3antara Ibn Chaded, le Tunisien est sous les verrous. New York Times, l’a comparé à Maradonna de l’écriture. Milan Kundera l’a comparé à Charles Boukovski et à Dostoïevski… Lui, aime être Taoufik Ben Brik. TBB, tout court.

Le Ben Brik, le poète est aujourd’hui sans liberté. Il a été jugé criminel pour avoir mis à nu la partialité des magistrats tunisiens, pour avoir dénoncé cette même justice, qui sous le dictateur Ben Ali l’a embastillé injustement… Un crime de lèse-magistrat.  Auteur de pamphlets acerbes contre toutes les formes de médiocrité et des dérives autocratiques des différents régimes en Tunisie, Ben Brik dort dans la prison de Mornaguia, à Tunis, à 1800 km,  loin de sa famille. Un an ferme pour la plume libre, l’ami et le complice des plus grands intellectuels et romanciers dans le monde entier. Il dormira dans une cellule miséreuse de la Révolution, lui qui a payé cher de sa santé, de sa sécurité et de la sécurité de sa famille pour la chute du Dictateur.

Monsieur le Président,

« Chaque fois que je te vois, je vois la plume libre, je vois la liberté… », N’est-ce vous qui aimez dire cela à TBB, chaque fois que vous allez le rencontrer au le café El Queen ?

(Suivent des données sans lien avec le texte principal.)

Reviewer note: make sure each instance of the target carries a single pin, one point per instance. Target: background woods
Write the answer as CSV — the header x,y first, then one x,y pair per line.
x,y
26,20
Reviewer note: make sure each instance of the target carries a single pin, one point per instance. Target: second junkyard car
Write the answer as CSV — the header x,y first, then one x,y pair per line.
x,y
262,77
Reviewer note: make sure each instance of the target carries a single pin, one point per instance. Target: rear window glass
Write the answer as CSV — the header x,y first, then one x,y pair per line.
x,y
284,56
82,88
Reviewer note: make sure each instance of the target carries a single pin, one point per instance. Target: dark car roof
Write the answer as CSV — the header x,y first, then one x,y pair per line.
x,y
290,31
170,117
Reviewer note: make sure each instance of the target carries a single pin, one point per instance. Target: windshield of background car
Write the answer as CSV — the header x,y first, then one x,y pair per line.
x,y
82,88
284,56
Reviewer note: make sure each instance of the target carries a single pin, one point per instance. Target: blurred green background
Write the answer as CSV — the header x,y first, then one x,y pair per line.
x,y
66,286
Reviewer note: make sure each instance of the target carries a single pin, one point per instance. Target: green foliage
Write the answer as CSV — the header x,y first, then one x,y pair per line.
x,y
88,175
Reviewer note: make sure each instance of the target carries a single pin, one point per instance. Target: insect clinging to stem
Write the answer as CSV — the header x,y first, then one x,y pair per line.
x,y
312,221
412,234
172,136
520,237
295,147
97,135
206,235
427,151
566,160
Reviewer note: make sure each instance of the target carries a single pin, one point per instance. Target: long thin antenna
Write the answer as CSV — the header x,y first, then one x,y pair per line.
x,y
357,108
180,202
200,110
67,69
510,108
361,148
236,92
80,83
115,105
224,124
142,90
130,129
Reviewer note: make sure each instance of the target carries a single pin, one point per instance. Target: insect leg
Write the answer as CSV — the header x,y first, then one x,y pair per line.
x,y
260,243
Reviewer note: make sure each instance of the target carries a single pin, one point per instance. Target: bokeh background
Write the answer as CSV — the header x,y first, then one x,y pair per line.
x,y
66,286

Vous, qui êtes un homme de lois, ne permettez pas que quelques magistrats souillent la justice. Ne permettez pas que sous la  troisième République que vous présidez la justice soit injuste ! Ne permettez pas que votre nom soit associé à l’embastillement du symbole de la Liberté ! Ne permettez pas que votre nom soit associé à l’embastillement de TBB !

Monsieur le  Président,

Vous êtes l’espoir de tous les Tunisiens qui voient en vous l’unique salvateur. Les Tunisiens croient en vous. Les Tunisiens comptent sur vous.

Monsieur le Président,

La vie de mon mari est en jeu.  La vie de mon mari est entre vos mains. Vos engagements  en faveur des droits l’homme, de la justice et de la liberté d’expression seront l’unique bouclier pour sauver notre pays.

Ceci un cri de détresse que je vous adresse. C’est un appel au secours émanant d’une mère sans défense, d’une épouse en désarroi, mais encore,  d’une femme attachée aux valeurs humanitaires et à la liberté.

J’implore le bon père que vous êtes, le tendre mari que vous êtes, le chef d’Etat d’une Tunisie républicaine que vous essayer d’instaurer.

Monsieur le Président,

Je vous demande une grâce, c’est Taoufik  Ben Brik, acceptez le tel qu’il est. C’est le fou de Tunis.